RumovZ commented 2 years ago

Right. I think we should check for identity in the source.mtime > target.mtime case as well, because the newer mtime may result from changes to private fields alone. In which case we also might overwrite newer changes with older ones, by the way.

I think this once more shows the inadequacy of using apkgs for updates. Would be great if deck authors could generate a JSON file only containing the diff between their originally shipped deck and current collection.

dae commented 2 years ago

I suspect JSON imports will improve on some issues and introduce others, and diff-based updates rely on the target collection having the same or similar base point as the collection that was used to generate the diff.

In any case, it sounds like you're more enthusiastic about the JSON side of things at the moment, and we don't currently have a fully-fleshed-out implementation to compare to the existing functionality of that add-on. So maybe it would be worth investing some more time on that side of things first, and then circling back to the apkg side of things later?

RumovZ commented 2 years ago

Sounds good!

and diff-based updates rely on the target collection having the same or similar base point as the collection that was used to generate the diff.

I imagine deck authors would share an apkg initially and then offer JSON-based updates. These would be much smaller in size and less likely to conflict with any changes endusers have made. If you tried to import an update without the base deck, probably nothing would happen, as all the referenced ids would resolve to nothing. For this workflow to work, we'd need a way to include media, probably reusing the archive tooling for apkgs. This reminds me, we should also add some meta info with a version number we can bump when making breaking changes.

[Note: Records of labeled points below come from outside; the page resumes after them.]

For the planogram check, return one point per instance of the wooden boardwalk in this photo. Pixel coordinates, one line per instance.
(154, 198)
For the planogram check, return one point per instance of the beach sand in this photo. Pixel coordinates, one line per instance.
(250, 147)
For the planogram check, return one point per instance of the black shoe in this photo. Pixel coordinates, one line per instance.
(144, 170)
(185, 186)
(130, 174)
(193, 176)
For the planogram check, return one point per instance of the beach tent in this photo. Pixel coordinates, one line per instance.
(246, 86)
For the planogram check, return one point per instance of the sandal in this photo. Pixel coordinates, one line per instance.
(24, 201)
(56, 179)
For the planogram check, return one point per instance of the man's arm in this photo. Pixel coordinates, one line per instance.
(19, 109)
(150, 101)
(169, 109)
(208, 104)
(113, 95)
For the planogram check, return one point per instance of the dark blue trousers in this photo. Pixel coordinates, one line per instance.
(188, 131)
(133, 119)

Does this sound like a direction in which you'd like to go? (Of course, I'd try to find some low-hanging fruit first and leave media and so on for a later iteration.)

dae commented 2 years ago

Agreed on dealing with the media later; one possibility would be to allow a .ankijson file inside an .apkg container instead of an .anki2 (we'd need to decide whether that would be better than a separate extension or not)

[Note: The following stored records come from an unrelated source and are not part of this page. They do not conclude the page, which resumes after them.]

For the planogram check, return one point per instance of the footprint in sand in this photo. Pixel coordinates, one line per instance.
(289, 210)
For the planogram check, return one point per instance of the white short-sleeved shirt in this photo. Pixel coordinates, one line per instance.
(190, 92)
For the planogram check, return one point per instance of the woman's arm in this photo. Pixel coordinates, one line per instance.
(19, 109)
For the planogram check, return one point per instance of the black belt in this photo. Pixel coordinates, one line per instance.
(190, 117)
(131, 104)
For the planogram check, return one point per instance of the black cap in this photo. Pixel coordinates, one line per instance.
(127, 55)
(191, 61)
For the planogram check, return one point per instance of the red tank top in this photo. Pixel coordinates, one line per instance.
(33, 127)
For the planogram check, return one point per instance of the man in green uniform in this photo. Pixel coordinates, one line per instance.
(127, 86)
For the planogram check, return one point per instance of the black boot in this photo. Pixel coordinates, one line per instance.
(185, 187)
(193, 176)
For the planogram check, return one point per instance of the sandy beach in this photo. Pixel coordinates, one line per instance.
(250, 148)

Deck authors tend to both add new cards and modify existing ones, as well as sometimes modifying the notetype structure or changing notes to a different notetype, so ideally we will handle all of those cases

Does this sound like a direction in which you'd like to go?

Sounding good. Apologies I haven't been as involved recently; I've been diving into the AnkiDroid code lately, and have also had other non-Anki related things going on.

RumovZ commented 2 years ago

Repurposing apkgs is an interesting idea. I myself was taking a bit of a break and didn't perceive any lack of involvement. And I'm very excited to see AnkiDroid's backend integration coming along!